Tale silenzio serbato dalla Corte di merito sul punto costituisce un vizio di carenza di motivazione su di un aspetto decisivo come il rispetto del diritto di difesa: i giudici di legittimità hanno infatti affermato il principio di diritto per cui "il giudice di merito, qualora il giudizio faccia emergere un profilo di colpa nuovo e diverso rispetto a quanto contestato nell'imputazione, deve dare conto in motivazione delle modalità processuali con le quali è stato garantito, rispetto ad esso, il concreto esercizio del diritto di difesa dell'imputato...qualora la condanna si fondi proprio sulla valorizzazione di un addebito colposo ulteriore rispetto a quanto specificamente contestato".

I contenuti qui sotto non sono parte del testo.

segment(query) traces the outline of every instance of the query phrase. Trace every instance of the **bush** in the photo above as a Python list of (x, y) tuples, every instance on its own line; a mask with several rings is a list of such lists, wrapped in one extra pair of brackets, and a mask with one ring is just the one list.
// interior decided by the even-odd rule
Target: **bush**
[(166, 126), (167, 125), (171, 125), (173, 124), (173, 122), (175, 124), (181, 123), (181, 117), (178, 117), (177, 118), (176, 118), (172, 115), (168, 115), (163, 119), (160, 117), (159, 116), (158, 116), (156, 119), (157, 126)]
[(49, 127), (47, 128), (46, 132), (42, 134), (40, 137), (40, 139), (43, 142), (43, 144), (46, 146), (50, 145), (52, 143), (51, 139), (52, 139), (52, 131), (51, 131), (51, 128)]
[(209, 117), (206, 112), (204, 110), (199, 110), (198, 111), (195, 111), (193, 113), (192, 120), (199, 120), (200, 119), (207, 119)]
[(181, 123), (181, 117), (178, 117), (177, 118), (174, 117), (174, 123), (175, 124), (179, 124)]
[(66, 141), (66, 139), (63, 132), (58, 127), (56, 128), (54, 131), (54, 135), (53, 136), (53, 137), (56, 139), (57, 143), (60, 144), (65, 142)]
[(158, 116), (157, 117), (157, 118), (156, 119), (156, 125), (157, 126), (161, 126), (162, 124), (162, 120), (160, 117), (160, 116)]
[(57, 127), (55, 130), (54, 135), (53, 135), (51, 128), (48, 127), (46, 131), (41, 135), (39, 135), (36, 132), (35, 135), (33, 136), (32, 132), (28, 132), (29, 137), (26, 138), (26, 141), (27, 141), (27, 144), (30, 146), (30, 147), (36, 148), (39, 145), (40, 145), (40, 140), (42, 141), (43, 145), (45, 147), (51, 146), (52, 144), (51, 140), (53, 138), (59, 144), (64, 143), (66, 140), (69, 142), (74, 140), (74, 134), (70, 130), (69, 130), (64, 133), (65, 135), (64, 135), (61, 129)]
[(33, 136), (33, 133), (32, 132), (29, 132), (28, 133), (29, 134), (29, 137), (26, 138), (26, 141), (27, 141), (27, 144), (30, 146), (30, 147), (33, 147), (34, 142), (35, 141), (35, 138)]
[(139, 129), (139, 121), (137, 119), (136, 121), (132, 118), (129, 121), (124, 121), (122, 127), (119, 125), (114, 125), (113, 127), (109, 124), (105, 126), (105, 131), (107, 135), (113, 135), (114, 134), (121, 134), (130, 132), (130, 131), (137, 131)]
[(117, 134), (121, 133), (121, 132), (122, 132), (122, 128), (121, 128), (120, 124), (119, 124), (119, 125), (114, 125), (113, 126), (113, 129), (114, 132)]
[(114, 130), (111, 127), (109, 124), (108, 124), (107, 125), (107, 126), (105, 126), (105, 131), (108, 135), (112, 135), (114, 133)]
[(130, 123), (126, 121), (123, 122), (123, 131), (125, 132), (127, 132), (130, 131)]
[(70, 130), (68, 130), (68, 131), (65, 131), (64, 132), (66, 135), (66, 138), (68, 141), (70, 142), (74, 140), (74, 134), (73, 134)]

La Corte di Cassazione si è infine posta il problema di quali conseguenze processuali debbano derivare dalla violazione del principio di correlazione tra accusa e sentenza nel caso di specie.

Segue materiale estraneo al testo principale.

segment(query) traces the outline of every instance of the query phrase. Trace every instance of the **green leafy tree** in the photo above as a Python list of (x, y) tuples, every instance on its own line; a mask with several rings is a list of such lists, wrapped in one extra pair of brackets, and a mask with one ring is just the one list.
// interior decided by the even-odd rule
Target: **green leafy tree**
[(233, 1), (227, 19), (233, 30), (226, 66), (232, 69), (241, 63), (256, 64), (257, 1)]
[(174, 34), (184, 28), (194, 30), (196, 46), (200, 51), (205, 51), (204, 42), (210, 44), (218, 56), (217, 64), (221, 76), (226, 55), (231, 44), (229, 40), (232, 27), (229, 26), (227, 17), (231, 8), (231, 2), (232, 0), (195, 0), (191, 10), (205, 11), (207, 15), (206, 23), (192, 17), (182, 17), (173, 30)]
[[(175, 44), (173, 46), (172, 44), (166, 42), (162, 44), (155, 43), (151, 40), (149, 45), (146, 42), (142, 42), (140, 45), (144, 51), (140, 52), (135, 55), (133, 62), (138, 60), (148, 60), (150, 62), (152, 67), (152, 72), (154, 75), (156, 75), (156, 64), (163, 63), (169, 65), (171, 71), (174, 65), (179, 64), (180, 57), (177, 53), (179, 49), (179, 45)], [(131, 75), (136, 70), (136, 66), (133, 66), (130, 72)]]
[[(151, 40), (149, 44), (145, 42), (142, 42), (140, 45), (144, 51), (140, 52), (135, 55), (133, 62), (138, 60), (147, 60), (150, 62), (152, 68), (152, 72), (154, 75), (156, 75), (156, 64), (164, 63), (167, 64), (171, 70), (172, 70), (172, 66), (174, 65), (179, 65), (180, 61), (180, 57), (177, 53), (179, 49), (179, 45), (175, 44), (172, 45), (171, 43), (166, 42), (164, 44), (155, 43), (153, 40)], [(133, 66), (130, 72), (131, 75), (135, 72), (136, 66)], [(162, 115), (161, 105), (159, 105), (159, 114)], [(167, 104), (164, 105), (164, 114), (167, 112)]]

La Corte territoriale, a fronte del fatto "nuovo" emerso durante il processo, avrebbe dovuto trasmettere gli atti al Pubblico Ministero ai fini della formazione di una nuova imputazione, così come previsto dagli artt. 521 commi 2 e 3 c.p.p..
La violazione dell'art. 521 c.p.p. determina la nullità della sentenza di condanna nei confronti dell'imputato in relazione al fatto nuovo: la Corte ha quindi pronunciato sentenza di annullamento senza rinvio sia della sentenza impugnata sia di quella di primo grado; la prima condanna era stata infatti implicitamente riformata in senso assolutorio dalla sentenza d'appello, con la conseguenza per cui il solo annullamento di quest'ultima avrebbe determinato un'inammissibile reviviscenza della condanna di primo grado.
La Corte ha inoltre rilevato l'inutilità della trasmissione degli atti al Pubblico Ministero in relazione al fatto nuovo riconosciuto nella sentenza di secondo grado, essendo ormai il reato estinto per intervenuta prescrizione.